O recorrente alegou divergência jurisprudencial e violação dos artigos 33, § 4º, da Lei nº 11.343/06 e 93, inciso IX, da Constituição Federal, sustentando que houve afronta ao princípio da motivação das decisões judiciais, uma vez que não houve, em momento algum, a exposição dos fundamentos, formadores do convencimento, a respeito da aplicação do quantum aplicado ao tráfico privilegiado, sendo que a referida causa de diminuição da pena deveria ser imposta em seu grau máximo, uma vez que a decisão que deixou de reconhecer a fração de 2/3 viola princípios constitucionais e processuais.
Aduziu que “não é possível apenas mencionar que a natureza e a quantidade de droga afastam a aplicação do tráfico privilegiado em sua fração máxima. É necessário explicar o motivo”.
Pois bem.
Inicialmente, no tocante à alegação de ofensa a dispositivo da Constituição Federal (93, inciso IX), segundo a sistemática adotada pelo legislador pátrio, questões relativas às violações de normas constitucionais, não podem ser admitidas em sede de recurso especial, mas, sim, em recurso extraordinário, inclusive, já decidiu o Superior Tribunal de Justiça que “é inviável o exame de eventual ofensa a dispositivos de Constituição Estadual ou da Constituição Federal em sede de recurso especial, destinado tão somente à uniformização da interpretação do direito federal”. (Recurso Especial 1655072/MT, publicado em 20/02/2018).
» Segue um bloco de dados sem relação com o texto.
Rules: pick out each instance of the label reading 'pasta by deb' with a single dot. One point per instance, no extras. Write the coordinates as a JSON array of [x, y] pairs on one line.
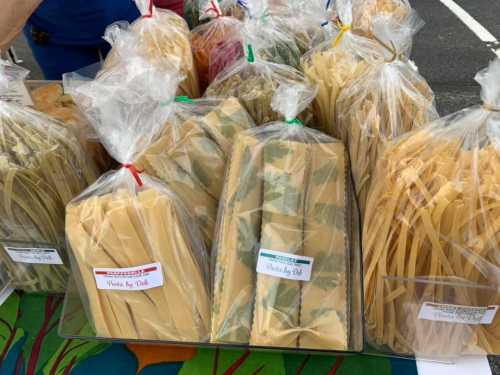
[[143, 277], [442, 312], [17, 93], [33, 255], [284, 265]]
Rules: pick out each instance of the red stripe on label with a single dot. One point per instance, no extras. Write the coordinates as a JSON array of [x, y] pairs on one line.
[[127, 273]]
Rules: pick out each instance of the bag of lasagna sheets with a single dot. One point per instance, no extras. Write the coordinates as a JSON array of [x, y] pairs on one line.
[[160, 36], [137, 255], [191, 154], [282, 252], [431, 235]]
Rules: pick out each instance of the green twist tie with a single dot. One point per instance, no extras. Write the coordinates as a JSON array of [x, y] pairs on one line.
[[183, 99], [164, 103], [250, 55], [294, 121]]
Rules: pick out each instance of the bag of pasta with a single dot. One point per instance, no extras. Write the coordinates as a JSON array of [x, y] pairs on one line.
[[42, 167], [366, 11], [137, 256], [52, 100], [306, 21], [161, 37], [209, 39], [390, 99], [283, 260], [342, 58], [254, 81], [431, 235], [191, 154]]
No mesmo sentido: “(...) 6.
Quanto à aludida violação de preceito constitucional, tem-se que, em sede de recurso especial, é descabida a análise de ofensa a norma constitucional pelo Superior Tribunal de Justiça, ainda que para fins de prequestionamento, sob pena de usurpação de competência do Supremo Tribunal Federal, estabelecida no art. 102, inciso III, da Carta Magna.
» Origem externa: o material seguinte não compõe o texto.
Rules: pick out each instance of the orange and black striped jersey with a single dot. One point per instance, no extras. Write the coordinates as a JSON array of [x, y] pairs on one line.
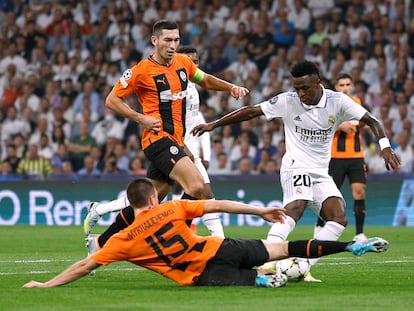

Precedentes. [...] Cabe à Parte, caso entenda ter ocorrido violação de norma constitucional pelo acórdão embargado, interpor o competente recurso extraordinário demonstrando a ofensa ao Texto Constitucional (EDcl no AgRg no REsp n. 1.610.764/SP, Ministra Laurita Vaz, Sexta Turma, DJe 13/11/2018). 7.
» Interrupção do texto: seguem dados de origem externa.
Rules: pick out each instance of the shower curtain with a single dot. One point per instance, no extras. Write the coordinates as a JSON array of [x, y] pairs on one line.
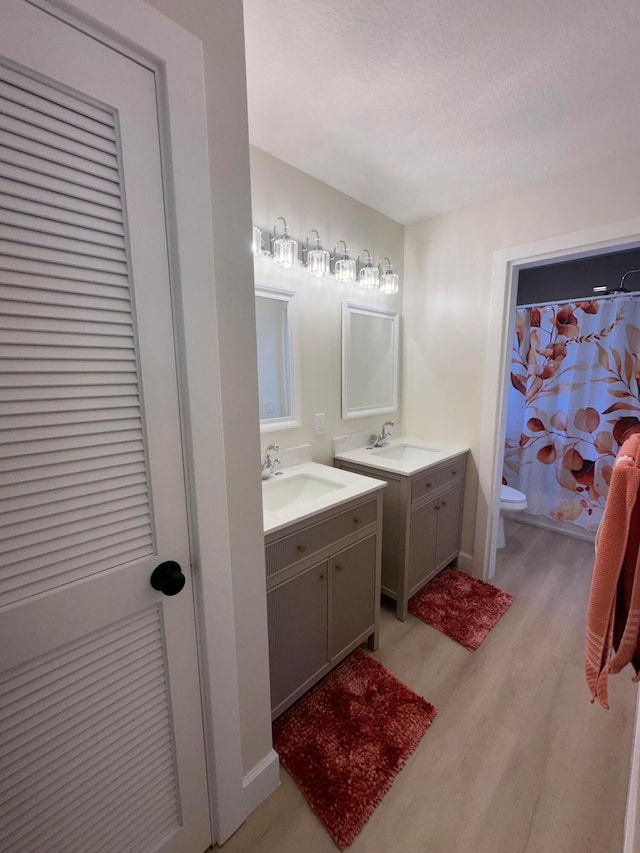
[[574, 398]]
Embargos de declaração rejeitados. (EDcl no AgInt no REsp 1838360/RS, Rel.
Ministro SEBASTIÃO REIS JÚNIOR, SEXTA TURMA, julgado em 01/09/2020, DJe 09/09/2020); “(...). 1.
Não incumbe ao Superior Tribunal de Justiça - STJ, nem mesmo para fins de prequestionamento, examinar supostas ofensas a dispositivos constitucionais, sob pena de usurpação da competência atribuída pelo texto constitucional ao Supremo Tribunal Federal. (...). (AgRg nos EDcl no REsp 1855196/PR, Rel.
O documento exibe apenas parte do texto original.